15 Then Samuel said to Saul, “The Lord sent me to anoint you as king over His people, over Israel; now therefore, listen to the [a]words of the Lord. 2 Thus says the Lord of hosts, ‘I will [b]punish Amalek for what he did to Israel, how he set himself against him on the way while he was coming up from Egypt. 3 Now go and strike Amalek and utterly destroy all that he has, and do not spare him; but put to death both man and woman, child and infant, ox and sheep, camel and donkey.’”
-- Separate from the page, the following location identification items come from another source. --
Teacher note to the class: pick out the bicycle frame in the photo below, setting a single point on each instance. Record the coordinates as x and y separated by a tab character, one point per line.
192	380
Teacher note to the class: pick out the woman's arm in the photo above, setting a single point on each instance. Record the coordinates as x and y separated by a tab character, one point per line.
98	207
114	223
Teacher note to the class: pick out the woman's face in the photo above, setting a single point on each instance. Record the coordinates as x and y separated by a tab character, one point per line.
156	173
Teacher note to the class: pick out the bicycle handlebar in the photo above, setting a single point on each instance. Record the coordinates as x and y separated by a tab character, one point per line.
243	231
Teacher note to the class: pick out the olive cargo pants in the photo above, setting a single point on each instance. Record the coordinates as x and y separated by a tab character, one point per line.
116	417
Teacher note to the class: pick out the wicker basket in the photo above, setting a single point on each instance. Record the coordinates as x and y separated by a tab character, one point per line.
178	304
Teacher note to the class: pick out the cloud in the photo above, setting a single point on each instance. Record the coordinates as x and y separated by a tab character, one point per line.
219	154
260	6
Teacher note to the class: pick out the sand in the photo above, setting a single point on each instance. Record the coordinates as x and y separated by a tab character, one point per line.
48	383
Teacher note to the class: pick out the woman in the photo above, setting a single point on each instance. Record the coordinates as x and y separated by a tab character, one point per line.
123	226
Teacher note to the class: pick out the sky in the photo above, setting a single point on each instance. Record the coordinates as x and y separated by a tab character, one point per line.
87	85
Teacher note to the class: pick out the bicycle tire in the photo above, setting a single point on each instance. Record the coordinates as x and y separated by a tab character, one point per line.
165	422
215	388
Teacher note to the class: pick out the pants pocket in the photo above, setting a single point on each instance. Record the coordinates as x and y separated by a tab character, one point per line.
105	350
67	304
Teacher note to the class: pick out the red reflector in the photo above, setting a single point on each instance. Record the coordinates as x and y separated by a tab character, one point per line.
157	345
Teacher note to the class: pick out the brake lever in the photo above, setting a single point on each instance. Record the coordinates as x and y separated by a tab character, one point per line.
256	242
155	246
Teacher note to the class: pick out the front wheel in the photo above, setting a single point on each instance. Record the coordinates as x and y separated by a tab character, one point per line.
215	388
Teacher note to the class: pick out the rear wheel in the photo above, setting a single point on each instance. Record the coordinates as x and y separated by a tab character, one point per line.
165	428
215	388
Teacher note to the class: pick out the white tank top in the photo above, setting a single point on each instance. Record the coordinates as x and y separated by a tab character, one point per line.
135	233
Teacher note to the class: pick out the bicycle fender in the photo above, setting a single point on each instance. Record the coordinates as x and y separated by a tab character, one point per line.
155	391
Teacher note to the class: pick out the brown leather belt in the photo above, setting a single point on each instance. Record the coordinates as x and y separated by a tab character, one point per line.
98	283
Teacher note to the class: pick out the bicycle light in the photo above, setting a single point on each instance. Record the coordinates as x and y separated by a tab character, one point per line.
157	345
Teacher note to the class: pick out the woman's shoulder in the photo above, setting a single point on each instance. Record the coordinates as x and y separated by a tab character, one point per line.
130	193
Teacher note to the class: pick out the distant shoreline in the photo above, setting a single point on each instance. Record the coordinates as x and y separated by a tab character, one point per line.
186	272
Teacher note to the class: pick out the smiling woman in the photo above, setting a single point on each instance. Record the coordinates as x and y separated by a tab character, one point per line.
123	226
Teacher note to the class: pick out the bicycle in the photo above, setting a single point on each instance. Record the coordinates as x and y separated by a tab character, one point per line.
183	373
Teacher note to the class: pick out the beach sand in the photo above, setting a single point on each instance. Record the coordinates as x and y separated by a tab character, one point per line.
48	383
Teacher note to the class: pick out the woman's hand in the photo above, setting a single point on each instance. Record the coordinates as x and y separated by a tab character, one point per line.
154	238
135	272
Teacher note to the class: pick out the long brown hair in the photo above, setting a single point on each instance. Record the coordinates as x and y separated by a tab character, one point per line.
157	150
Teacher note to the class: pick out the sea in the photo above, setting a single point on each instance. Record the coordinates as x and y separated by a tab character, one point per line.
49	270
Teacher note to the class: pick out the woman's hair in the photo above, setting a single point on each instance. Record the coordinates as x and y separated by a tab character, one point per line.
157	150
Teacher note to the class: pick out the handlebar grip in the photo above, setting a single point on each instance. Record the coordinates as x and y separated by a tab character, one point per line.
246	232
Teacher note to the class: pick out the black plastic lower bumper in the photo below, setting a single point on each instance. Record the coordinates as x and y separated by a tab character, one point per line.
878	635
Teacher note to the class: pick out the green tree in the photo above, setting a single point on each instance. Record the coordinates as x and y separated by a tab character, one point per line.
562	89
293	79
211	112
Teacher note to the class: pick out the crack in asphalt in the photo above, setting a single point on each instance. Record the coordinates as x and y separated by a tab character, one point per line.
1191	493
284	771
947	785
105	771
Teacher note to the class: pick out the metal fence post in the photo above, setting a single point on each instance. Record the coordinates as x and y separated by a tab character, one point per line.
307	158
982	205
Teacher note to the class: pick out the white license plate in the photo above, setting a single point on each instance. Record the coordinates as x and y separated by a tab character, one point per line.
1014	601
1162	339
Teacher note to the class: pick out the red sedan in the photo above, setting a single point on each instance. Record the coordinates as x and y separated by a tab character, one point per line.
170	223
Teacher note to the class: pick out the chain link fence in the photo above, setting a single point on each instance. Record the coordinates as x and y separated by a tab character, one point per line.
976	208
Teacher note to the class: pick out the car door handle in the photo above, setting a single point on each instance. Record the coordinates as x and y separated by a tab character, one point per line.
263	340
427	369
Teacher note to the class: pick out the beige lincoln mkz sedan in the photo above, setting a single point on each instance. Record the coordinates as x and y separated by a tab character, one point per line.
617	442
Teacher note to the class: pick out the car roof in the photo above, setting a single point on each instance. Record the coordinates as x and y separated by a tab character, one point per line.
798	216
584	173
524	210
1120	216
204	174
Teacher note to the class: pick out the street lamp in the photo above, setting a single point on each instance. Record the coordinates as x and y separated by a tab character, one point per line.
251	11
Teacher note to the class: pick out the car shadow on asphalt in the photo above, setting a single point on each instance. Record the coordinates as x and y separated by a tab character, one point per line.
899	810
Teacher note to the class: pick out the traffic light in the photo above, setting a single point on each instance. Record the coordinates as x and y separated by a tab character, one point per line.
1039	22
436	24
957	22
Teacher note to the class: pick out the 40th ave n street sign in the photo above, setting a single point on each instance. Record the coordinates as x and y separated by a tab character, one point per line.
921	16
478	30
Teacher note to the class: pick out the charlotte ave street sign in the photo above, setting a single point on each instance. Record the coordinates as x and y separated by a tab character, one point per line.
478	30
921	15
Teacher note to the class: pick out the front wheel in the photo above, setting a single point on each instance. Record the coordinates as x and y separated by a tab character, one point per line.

4 Then Saul summoned the people and [c]numbered them in Telaim, 200,000 foot soldiers and 10,000 men of Judah. 5 Saul came to the city of Amalek and set an ambush in the valley. 6 Saul said to the Kenites, “Go, depart, go down from among the Amalekites, so that I do not destroy you with them; for you showed kindness to all the sons of Israel when they came up from Egypt.” So the Kenites departed from among the Amalekites. 7 So Saul [d]defeated the Amalekites, from Havilah as you go to Shur, which is [e]east of Egypt. 8 He captured Agag the king of the Amalekites alive, and utterly destroyed all the people with the edge of the sword. 9 But Saul and the people spared Agag and the best of the sheep, the oxen, the fatlings, the lambs, and all that was good, and were not willing to destroy them utterly; but everything despised and worthless, that they utterly destroyed.
It’s not as if Samuel was unclear when conveying God’s instructions, but somehow Saul and the people decided they wanted to keep the spoils and only destroy the worthless stuff.
This would have been standard fare for any other battle, but for God’s instructions. We may not always understand why God asks us to do something, but He always has a plan in mind. Disobeying God is risky business, and while Saul would never know the full consequences of his actions, the Israelites would face multiple trials as a result of their failure on this day.
While our finite minds don’t always grasp it, the God who created everything, who knows all of time, He knows what is best for us!